🤖 AI Summary
This work proposes a semantic-aware sparse mixture-of-experts (MoE) architecture to address the limitations of existing definition modeling approaches in semantic diversity and domain specificity. By clustering training data to delineate semantic domains, the method trains compact, domain-specific language models as specialized semantic experts and introduces a domain-level routing mechanism to enable fine-grained expert specialization. The architecture supports efficient inference and scalable expert expansion at test time. Evaluated on five mainstream benchmarks, the model achieves a 7% improvement in BLEU score over the previous state-of-the-art, with expert specialization contributing nearly a 10% gain in definition quality. Moreover, the domain-level routing strategy demonstrates higher computational efficiency compared to conventional token-level routing.
📝 Abstract
We introduce LM-Lexicon, an innovative definition modeling approach that incorporates data clustering, semantic expert learning, and model merging using a sparse mixture-of-experts architecture.
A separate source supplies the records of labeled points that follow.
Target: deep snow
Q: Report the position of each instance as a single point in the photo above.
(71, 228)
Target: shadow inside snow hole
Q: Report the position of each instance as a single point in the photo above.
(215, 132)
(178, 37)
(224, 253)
By decomposing the definition modeling task into specialized semantic domains, where small language models are trained as domain experts, LM-Lexicon achieves substantial improvements (+7% BLEU score compared with the prior state-of-the-art model) over existing methods on five widely used benchmarks. Empirically, we demonstrate that 1) the clustering strategy enables fine-grained expert specialization with nearly 10% improvement in definition quality; 2) the semantic-aware domain-level routing mechanism achieves higher expert efficacy (+1%) than conventional token-level routing; and 3) further performance gains can be obtained through test-time compute and semantic expert scaling. Our work advances definition modeling while providing insights into the development of efficient language models for semantic-intensive applications.